5. Don’t wait until the publishing industry “chooses” you to call yourself a writer. I spent my twenties and most of my thirties feeling like a fraud for daring to want to apply the term “writer” to myself. After all, I’d only published a few essays in local publications… surely I couldn’t be a real writer, right? Wrong. I’ve been a writer and storyteller all my life. Writing is an exciting journey of the mind, a way of making sense of the world, an exercise in growing insight into the human condition. Sure, it’s nice if all that results in a stack of pages bound together with your name on it. But that’s not what makes you a writer.
6. The joy is in practicing your craft. Even the most distinguished and accomplished writers keep learning about writing all their lives. You’re never “done” with writing, never at a point where you can’t use feedback or criticism. Don’t aim for the day when you don’t need to work on your writing. Fall in love with the process of it.
7. Don’t say mean things to yourself. A lot has been written about the “inner critic,” that voice in your head that cuts you down way more than any bully on a playground ever could. For writers, that voice is often vicious, questioning talent, worthiness and skill. Unfortunately, this is withering for the creative process. Make friends with the inner critic. In its own, twisted way, it’s trying to keep you safe. Thank it for its concern and send it on its way.

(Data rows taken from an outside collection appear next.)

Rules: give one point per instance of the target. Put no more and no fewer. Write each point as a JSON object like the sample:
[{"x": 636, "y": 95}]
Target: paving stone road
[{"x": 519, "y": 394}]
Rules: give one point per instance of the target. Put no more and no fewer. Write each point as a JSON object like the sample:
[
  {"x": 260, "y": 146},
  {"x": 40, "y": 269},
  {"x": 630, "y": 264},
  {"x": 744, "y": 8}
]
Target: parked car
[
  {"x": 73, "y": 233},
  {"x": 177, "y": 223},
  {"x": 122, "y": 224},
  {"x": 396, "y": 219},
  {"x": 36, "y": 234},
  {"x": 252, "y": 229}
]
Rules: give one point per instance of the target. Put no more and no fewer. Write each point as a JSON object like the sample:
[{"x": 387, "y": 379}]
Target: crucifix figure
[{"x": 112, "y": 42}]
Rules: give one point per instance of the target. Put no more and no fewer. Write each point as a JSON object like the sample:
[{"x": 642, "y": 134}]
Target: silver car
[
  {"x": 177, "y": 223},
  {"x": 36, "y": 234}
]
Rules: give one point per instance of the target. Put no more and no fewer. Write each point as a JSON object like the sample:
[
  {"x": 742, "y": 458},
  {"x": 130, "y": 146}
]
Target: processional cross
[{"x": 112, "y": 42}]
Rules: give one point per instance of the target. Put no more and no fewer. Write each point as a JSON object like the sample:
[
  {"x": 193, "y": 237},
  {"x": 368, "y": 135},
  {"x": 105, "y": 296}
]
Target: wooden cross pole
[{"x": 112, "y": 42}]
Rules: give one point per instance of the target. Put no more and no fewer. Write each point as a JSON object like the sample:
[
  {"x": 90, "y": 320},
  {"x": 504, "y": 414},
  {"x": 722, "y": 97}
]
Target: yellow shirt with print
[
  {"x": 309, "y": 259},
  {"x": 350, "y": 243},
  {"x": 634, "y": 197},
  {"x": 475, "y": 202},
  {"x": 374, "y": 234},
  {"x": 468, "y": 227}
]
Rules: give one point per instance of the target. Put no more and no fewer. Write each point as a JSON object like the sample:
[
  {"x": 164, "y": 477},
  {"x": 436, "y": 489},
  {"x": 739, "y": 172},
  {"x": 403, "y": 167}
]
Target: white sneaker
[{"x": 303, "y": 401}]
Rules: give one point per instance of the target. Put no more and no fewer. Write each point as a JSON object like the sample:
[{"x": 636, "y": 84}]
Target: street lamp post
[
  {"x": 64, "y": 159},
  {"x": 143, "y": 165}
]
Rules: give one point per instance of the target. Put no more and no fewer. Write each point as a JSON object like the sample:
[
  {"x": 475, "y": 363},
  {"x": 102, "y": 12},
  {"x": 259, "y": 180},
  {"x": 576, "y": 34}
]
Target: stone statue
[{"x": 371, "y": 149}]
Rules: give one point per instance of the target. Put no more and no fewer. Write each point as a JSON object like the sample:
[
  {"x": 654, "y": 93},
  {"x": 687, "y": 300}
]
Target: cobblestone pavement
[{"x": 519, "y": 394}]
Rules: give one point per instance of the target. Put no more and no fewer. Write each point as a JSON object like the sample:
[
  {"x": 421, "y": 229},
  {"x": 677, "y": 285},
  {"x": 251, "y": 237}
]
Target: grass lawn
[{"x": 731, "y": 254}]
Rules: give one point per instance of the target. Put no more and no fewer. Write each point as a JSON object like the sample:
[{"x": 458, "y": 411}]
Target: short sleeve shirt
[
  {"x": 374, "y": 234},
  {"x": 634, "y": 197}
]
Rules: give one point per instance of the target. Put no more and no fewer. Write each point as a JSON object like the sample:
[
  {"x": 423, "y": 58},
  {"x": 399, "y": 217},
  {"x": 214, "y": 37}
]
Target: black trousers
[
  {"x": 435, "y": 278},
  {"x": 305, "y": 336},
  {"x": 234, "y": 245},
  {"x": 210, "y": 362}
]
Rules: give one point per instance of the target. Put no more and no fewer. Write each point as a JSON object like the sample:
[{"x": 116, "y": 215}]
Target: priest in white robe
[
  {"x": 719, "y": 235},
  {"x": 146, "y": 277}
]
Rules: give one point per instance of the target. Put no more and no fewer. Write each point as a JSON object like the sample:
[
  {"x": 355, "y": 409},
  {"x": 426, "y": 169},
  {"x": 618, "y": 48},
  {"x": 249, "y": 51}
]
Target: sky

8. Don’t let criticism crumble you. You need constructive criticism to grow as a writer. It doesn’t always feel good. Seek it out from experienced sources that know how to give it. In other words: writing teachers, experienced peers and paid editors. Even with them, find the feedback that fits with your style. It will never feel “good” per se, but it will start to feel right. The more experienced a writer is, the more she can take feedback like technical observations and not like personal commentary on the merit of her work. Plumbers don’t cry in corners when a master plumber explains to them why a faucet they just installed is leaking. They listen carefully and do it better next time. Writers, take note.
9. Read about the rejections of your favorite writers. Yes, the first book in the Harry Potter series was rejected twelve times. Agatha Christie endured five years of rejection before getting a book deal. “I recommend that it be buried under a stone for a thousand years,” was one editor’s reaction to the classic (and exquisitely written) Lolita by Vladimir Nabokov. Publishing is a crazy, subjective business and prior rejection is absolutely no measure of future success. Spend lots of time at LiteraryRejections.com and marvel at the amazing company you keep.
10. Ask yourself, Why not me? What’s your big dream? Rubbing elbows with the literary elite? Awards? Commercial success? Just about everything you can dream in the publishing world has happened to someone before you. Why not you? It won’t be easy and it may not be a short path, but it’s okay to dream. It’s not arrogant or crazy. It’s hopeful. Give yourself that. I find that the more satisfying my publishing and writing life becomes, the less I need to imagine the fame and fortune. That said, the early days of dreaming of all those things made me go for things with greater gusto, ask for more than I dared for hope, reach out to more book festival organizers and do just one more thing to promote my book than I thought possible. Dreaming gives you wings. Go for it.
That’s it. It’s not comprehensive, but it’s a good start. Be kind to yourself, dream big and… go write!